En medio de los escándalos de corrupción que sacuden al Gobierno de la presidenta brasileña, Dilma Rousseff, dos revistas acusaron hoy de diversas irregularidades a otros dos ministros, que rebatieron las sospechas en las mismas publicaciones.

La revista Istoé cargó en la edición que comenzó a circular hoy contra la ministra de Relaciones Institucionales, Ideli Salvatti, una de las personas más cercanas a Rousseff, mientras que Veja puso en duda la actuación del ministro de Ciudades, Mario Negromonte.

Las sospechas contra estos dos ministros se suman a las que existen en el Ministerio de Turismo, cuyo viceministro fue arrestado hace diez días junto a una treintena de funcionarios, y agravan la situación que, desde junio pasado, ya provocó la destitución de los titulares de Presidencia, Transportes y Agricultura.
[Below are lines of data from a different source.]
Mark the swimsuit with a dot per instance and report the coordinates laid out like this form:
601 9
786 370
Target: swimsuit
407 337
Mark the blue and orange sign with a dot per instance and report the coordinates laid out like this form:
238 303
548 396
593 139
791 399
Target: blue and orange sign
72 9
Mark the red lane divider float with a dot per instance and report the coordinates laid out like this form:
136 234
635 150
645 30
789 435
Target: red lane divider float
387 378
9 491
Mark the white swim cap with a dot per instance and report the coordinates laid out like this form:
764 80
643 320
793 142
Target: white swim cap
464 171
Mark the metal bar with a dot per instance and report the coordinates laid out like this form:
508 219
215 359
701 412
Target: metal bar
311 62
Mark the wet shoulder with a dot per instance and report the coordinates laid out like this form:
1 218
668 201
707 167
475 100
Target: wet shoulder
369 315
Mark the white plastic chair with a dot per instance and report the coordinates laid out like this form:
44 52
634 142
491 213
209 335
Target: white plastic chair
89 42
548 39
Sobre Salvatti, del gobernante Partido de los Trabajadores (PT), el semanario afirma que "abogó" por funcionarios implicados en casos de corrupción en su estado natal de Santa Catarina (sur) y que su defensa de esas personas consta en grabaciones de conversaciones telefónicas hechas por la policía en el marco de la investigación.
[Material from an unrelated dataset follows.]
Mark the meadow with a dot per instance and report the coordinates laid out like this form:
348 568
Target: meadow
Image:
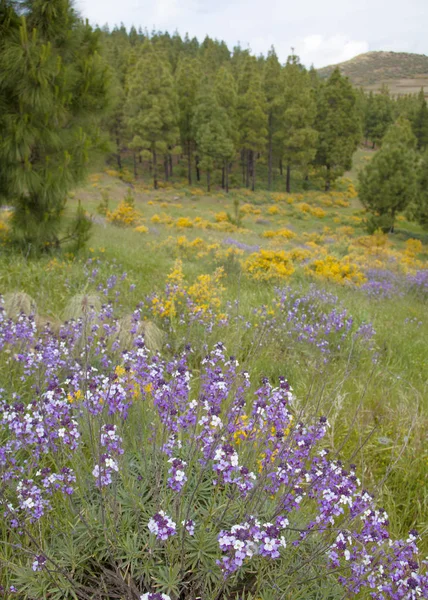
179 293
La ministra, que antes ocupó el despacho de Pesca y pasó a la cartera de Relaciones Institucionales hace dos meses, negó cada una de las sospechas deslizadas por Istoé y afirmó que las "relaciones peligrosas" que le atribuye la revista fueron siempre de corte "institucional".

En el caso del ministro de Ciudades, la revista Veja dice haber obtenido información sobre supuestos sobornos que Negromonte habría ofrecido a parlamentarios del Partido Progresista (PP), al que pertenece, a cambio de apoyo en luchas intestinas dentro de esa formación.
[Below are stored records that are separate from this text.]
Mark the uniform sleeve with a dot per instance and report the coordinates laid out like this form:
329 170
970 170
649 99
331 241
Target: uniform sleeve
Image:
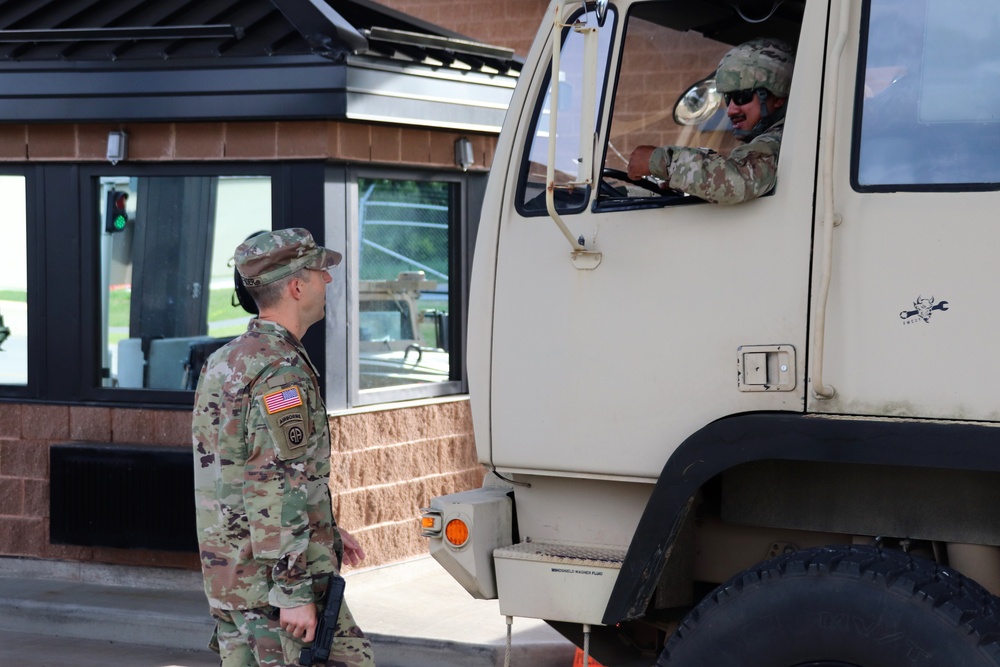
749 172
275 483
"En guerra abierta con otros sectores por el control del partido, Negromonte estaría transformando el ministerio en un apéndice partidario y usando su gabinete para obtener apoyo", afirma Veja.

El semanario dijo haber escuchado a varios diputados del PP, de los que afirma que pidieron anonimato, quienes revelaron que Negromonte ofrecía 30.000 reales (18.750 dólares) a cambio del respaldo en la supuesta disputa interna que existe en ese partido de derechas, que integra la coalición que respalda al Gobierno de Rousseff.

Negromonte, en declaraciones a la propia Veja, confesó que sabía de esos "rumores", que atribuyó a "intrigas políticas", y rechazó tajantemente que existan esos sobornos.

"No me cabe estar comentando rumores", apuntó.

Según la revista, la presidenta Rousseff "fue informada sobre el problema" y su Gobierno "acompaña" el caso "con mucha atención".